Probability

Table of Contents

1. Probability

Intuitively, probability is a measure of likelihood or chance. We can think of probability from two viewpoints:

Probability can be viewed as proportion. The probability of an event is the proportion of that event to the total. For example, the probability of drawing a red ball from an urn of red and blue balls is the proportion of red balls to total balls.

Probability can be also viewed as frequency. The probability of an event is how frequent that event occurs compared to all events in our sample space. For example, we expect flipping a coin to land heads approximately half of the time, so the probability is \(\frac{1}{2}\).

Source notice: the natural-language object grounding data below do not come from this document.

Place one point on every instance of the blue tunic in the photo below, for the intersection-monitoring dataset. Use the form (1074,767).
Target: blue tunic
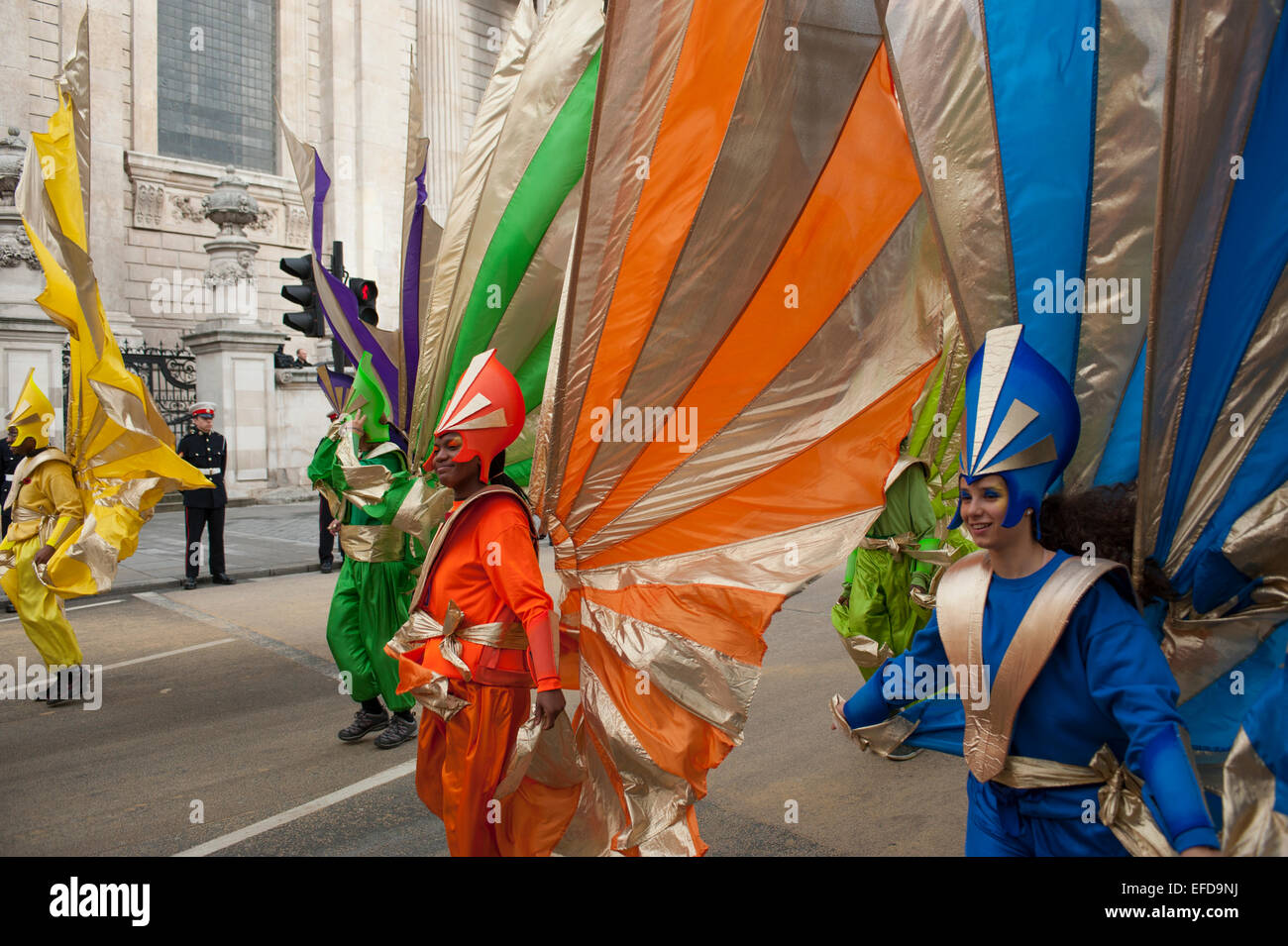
(1106,683)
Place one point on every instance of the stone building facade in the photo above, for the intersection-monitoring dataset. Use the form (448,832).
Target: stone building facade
(181,89)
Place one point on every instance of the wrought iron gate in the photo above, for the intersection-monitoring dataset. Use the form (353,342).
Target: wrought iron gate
(170,376)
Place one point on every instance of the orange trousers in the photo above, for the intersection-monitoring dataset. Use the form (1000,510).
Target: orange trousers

The set of all possible outcomes is called the sample space, and is denoted by \(\Omega\). An event in an experiment is a subset of \(\Omega\). The key question we want to address is what the probability of an event is.

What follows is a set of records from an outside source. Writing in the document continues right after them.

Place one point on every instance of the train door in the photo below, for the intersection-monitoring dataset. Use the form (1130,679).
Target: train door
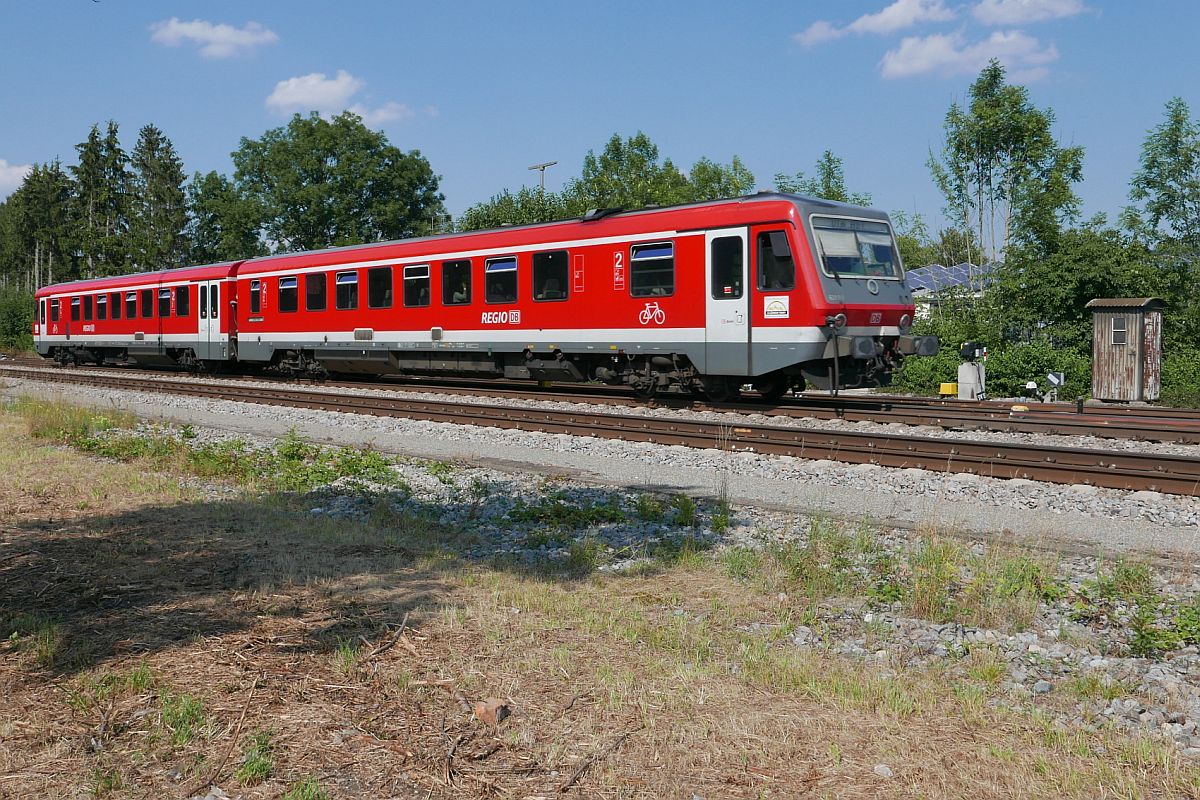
(727,304)
(209,340)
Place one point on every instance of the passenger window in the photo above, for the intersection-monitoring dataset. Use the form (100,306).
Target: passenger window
(550,275)
(289,294)
(379,287)
(1119,331)
(777,270)
(347,290)
(315,288)
(652,270)
(501,276)
(455,283)
(417,286)
(727,268)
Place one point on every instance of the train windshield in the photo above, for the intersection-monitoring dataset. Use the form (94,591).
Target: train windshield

Mathematically, given an event \(E \subset \Omega\), assign a number \(\mathbb{P}(E) \in [0,1]\) called the probability measure. Then, we can define the discrete probability space \((\Omega, \mathbb{P})\) such that:

  1. \(\Omega\) is a sample space
  2. A probability \(\mathbb{P}(\{\omega\})\) for each \(\omega \in \Omega\) such that:
    • \(\mathbb{P}(\{\omega\}) \in [0, 1] \; \forall \omega \in \Omega\)
    • \(\mathbb{P}(\Omega) = \sum_{\omega \in \Omega}\mathbb{P}(\{\omega\}) = 1\)
Example: Biased coin tosses

A biased coin with \(\mathbb{P}(\text{Heads})=p\) is tossed \(n\) times. We want to find \(\mathbb{P}(E_k)\), where \(E_k\) is the event of getting \(k\) heads.

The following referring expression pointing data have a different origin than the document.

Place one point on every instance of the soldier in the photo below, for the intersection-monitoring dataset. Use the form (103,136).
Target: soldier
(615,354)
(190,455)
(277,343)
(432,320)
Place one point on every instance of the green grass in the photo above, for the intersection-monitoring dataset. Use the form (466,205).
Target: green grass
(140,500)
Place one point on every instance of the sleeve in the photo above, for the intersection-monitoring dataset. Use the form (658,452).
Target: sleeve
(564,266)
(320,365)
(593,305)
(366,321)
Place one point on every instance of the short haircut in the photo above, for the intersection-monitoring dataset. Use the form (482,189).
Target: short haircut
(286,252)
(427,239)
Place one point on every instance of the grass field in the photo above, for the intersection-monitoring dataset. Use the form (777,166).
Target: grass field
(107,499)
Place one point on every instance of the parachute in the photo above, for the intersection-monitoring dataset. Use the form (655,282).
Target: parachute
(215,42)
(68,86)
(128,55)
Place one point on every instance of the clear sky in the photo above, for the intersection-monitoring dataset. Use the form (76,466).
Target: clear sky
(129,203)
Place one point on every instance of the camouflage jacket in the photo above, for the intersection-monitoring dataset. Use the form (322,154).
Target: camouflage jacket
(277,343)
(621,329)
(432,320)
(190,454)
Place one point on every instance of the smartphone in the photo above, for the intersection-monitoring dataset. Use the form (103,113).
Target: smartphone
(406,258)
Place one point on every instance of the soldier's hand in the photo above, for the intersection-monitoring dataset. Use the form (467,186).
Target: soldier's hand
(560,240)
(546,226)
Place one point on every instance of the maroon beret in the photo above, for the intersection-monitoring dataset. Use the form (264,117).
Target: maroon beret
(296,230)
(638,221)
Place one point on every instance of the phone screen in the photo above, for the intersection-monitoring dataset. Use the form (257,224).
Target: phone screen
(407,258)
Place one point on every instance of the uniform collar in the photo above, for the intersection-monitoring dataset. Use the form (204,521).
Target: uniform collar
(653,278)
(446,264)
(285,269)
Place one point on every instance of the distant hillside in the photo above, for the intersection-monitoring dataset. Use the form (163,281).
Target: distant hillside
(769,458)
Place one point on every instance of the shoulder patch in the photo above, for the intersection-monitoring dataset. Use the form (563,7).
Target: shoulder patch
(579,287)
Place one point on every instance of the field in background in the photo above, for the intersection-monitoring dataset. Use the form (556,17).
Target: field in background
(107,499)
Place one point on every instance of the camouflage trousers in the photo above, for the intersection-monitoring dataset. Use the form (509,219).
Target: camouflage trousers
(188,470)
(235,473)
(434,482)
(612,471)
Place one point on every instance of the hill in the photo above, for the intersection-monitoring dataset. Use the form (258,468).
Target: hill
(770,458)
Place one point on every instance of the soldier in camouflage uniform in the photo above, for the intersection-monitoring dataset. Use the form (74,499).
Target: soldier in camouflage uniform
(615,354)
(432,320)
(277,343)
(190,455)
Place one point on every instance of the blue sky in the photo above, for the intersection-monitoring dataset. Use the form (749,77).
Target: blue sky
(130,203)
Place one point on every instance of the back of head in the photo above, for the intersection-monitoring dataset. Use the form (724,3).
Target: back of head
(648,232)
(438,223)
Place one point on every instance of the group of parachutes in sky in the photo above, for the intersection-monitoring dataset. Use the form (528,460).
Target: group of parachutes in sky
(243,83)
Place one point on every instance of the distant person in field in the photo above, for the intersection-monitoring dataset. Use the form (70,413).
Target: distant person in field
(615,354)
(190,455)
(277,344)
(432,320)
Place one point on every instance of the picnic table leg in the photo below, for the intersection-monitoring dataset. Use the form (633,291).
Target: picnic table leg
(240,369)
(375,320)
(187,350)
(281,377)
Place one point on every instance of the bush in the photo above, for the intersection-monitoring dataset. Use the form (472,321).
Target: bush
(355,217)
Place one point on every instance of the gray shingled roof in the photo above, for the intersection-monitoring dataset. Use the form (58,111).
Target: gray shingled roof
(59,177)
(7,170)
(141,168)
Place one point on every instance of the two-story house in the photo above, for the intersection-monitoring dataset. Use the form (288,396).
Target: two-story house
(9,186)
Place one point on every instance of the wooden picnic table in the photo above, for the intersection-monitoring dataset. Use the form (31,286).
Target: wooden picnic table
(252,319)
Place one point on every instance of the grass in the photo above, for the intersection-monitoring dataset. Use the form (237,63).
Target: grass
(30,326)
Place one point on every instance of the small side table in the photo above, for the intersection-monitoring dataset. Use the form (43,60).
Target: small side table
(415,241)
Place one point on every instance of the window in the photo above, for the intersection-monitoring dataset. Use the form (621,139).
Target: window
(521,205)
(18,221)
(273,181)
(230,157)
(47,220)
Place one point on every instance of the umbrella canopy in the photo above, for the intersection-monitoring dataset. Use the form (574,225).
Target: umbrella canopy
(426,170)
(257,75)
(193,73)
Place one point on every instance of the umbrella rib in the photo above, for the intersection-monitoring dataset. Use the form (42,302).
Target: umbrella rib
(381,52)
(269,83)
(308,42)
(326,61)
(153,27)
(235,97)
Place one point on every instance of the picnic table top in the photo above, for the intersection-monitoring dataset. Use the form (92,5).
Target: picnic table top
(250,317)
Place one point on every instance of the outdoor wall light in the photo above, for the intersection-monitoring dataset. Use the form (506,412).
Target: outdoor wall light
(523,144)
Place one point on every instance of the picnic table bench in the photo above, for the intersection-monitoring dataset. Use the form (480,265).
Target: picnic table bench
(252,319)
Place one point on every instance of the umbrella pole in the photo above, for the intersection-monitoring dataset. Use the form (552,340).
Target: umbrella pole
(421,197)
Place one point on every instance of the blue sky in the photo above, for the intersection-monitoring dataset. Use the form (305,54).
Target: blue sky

We can define \(S=\{H, T\}\), and our sample space is just all the length \(n\) strings over \(S\). Then \(E_k\) corresponds to all the strings with \(k\) heads and \(n-k\) tails. So, \(\mathbb{P}(E_k) = \binom{n}{k}p^k(1-p)^{n-k}\)

Example: Birthday Paradox

Let \(B_k\) be the event that at least 2 people in a group of \(k\) people have the same birthday. Then, \(B_k^C\) is the event of no collision, i.e. no two people have the same birthday.

The total number of birthday distributions is \(n^k\), where \(n\) is the number of posible birthdays. The number of ways to have no collision is \(n(n-1)(n-2)\cdots (n-k+1)\). Then

\begin{align} \mathbb{P}(B_k^C) = \frac{n(n-1)(n-2)\cdots (n-k+1)}{n^k} \approx e^{-\binom{k}{2}\frac{1}{n}} \end{align}

for large \(n\). Since \(n=365\), \(B_{23} > 0.5\).

1.1. Properties of Probability

An event \(B \subseteq \Omega\) is said to be partitioned into \(n\) events \(B_1, \dots , B_n\) if the following conditions are satisfied:

  1. \(B = B_1 \cup B_2 \cup \cdots \cup B_n\)
  2. \(B_i \cap B_j = \varnothing \; \forall i \neq j\) (that is, \(B_1, \dots, B_n\) are mutually exclusive)

Then, the following properties are satisfied for any valid probability space:

  • Non-negativity: \(\mathbb{P}(A) \geq 0 \; \forall A \subseteq \Omega\)
  • Countable Additivity: if \(B_1, B_2, \dots, B_n\) are partitions of \(B\), then
\begin{align} \mathbb{P}(B) = \sum_{k=1}^n \mathbb{P}(B_k), \quad \forall B \subseteq \Omega \notag \end{align}
  • Normalization: \(\mathbb{P}(\Omega) = 1\)

2. Conditional Probability

Consider two events \(A, B \subseteq \Omega\). \(B\) can then be partitioned into \(A \cap B\) and \(B \setminus (A \cap B)\). Conditional probability asks what the probability of \(A\) is given that \(B\) happens.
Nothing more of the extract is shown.